Nicht ohne uns! Chancen und Grenzen gesellschaftlichen Engagements in den Wissenschaften

19. September 2022

Jubiläumsvortrag HWK

Prof. Dr. Mark Schweda, Carl von Ossietzky Universität Oldenburg

 

“Nothing about us without us” – mit diesem Slogan forderten Teile der Behindertenbewegung seit den 1990er Jahren Mitsprache in bioethischen Auseinandersetzungen um vorgeburtliche Diagnostik, Schwangerschaftsabbruch und Sterbehilfe.
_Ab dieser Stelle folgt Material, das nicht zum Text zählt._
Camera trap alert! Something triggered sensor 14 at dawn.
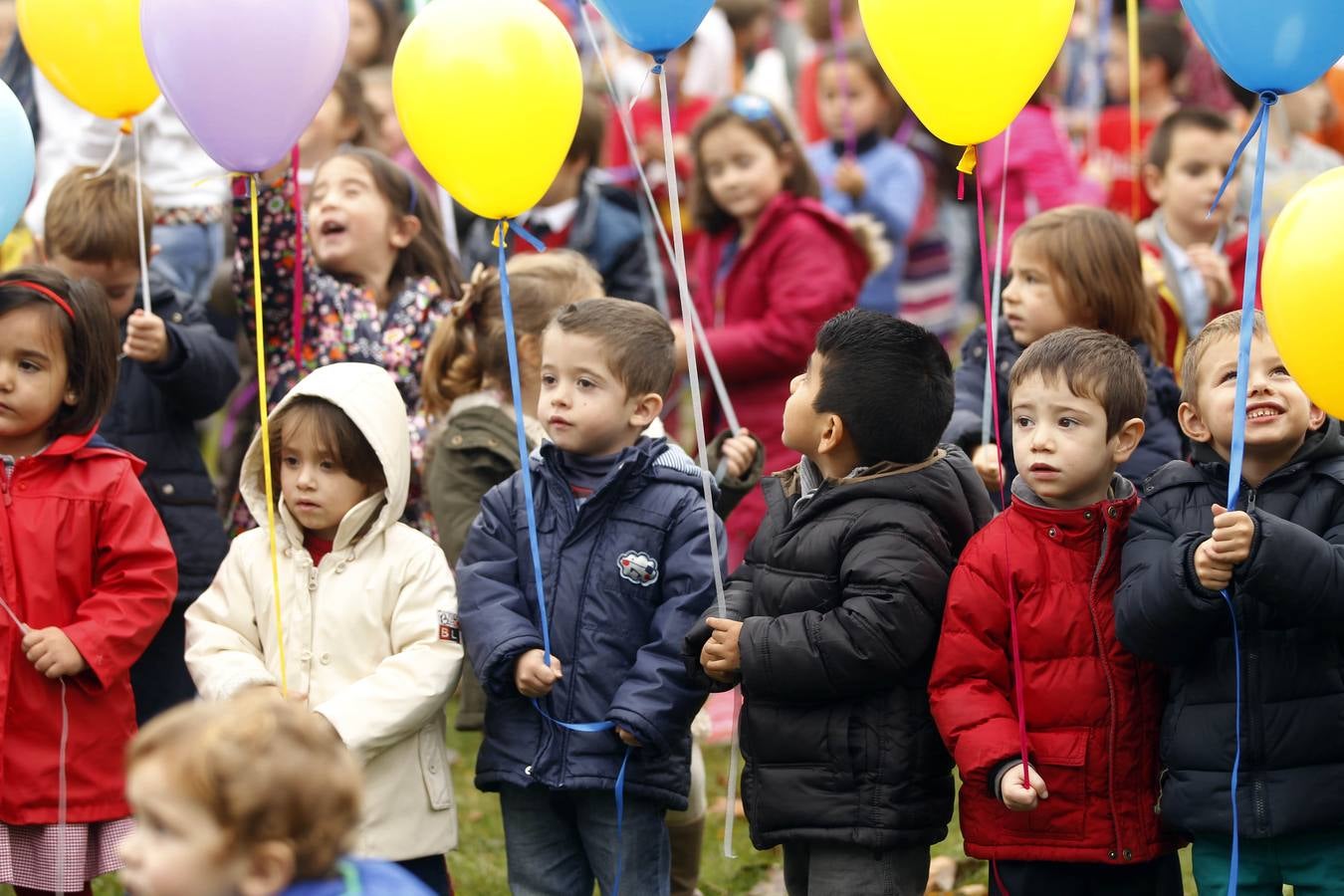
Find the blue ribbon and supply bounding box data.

Darin kam nicht zuletzt Misstrauen gegenüber der Vorstellung einer objektiven, die Welt aus einer überlegenen Warte und unbeteiligten Distanz betrachtenden wissenschaftlichen Expertise zum Ausdruck. Inzwischen ist die Beteiligung von Betroffenen und Bürgerinnen bzw. Bürgern im Zeichen von partizipativer Forschung und “Citizen Research” zu einem zentralen Bestandteil zeitgemäßer wissenschaftlicher Praxis geworden. Der Vortrag geht der Frage nach den Chancen und Grenzen solchen gesellschaftlichen Engagements in den Wissenschaften nach. Dazu werden zunächst historische Hintergründe und ethisch-politische Grundlagen von Betroffenen- und Bürgerbeteiligung im wissenschaftlichen Bereich beleuchtet. Im Anschluss werden am Beispiel von Medizin und Biowissenschaften konkrete Formen, Funktionen und Herausforderungen partizipativer Forschung vorgestellt und erörtert. Der Vortrag schließt mit einem Ausblick, der zur Diskussion über das spannungsvolle Verhältnis von Wissenschaft, Gesellschaft und freiheitlicher Demokratie einlädt.

Foto: Miriam Merkel
Zeitraum
19. September 2022 | 19:30 Uhr
Sprache
Deutsch
Veranstaltungsort
Markthalle Delmenhorst


Raum: 2G+ Regel
Barrierefreiheit
barrierefrei
Organisatoren
Bijan Kafi, Hanse-Wissenschaftskolleg
Art der Veranstaltung
Öffentlicher Vortrag

Weitere Informationen

Der Redner

Prof. Dr. Mark Schweda ist Philosoph und Medizinethiker. Er leitet die Abteilung für Ethik in der Medizin am Department für Versorgungsforschung der Fakultät  VI – Medizin und Gesundheitswissenschaften der Carl von Ossietzky Universität Oldenburg. Schweda studierte Philosophie und Germanistik in Berlin und Nottingham. Er war u. a. wissenschaftlicher Mitarbeiter am Institut für Ethik und Geschichte der Medizin der Universitätsmedizin Göttingen und Junior Research Fellow for the Ethics of Living am Lichtenberg-Kolleg/Göttingen School for Advanced Study. Schweda verbrachte Forschungsaufenthalte an der University of Lancaster, der San Francisco State University und der University of California, Berkeley. Er ist u.a. Mitglied des Deutschen Ethikrates, der AG Ethik der Ständigen Kommission Organtransplantation der Bundesärztekammer sowie der Working Group for the Future of Ageing des Nuffield Council on Bioethics.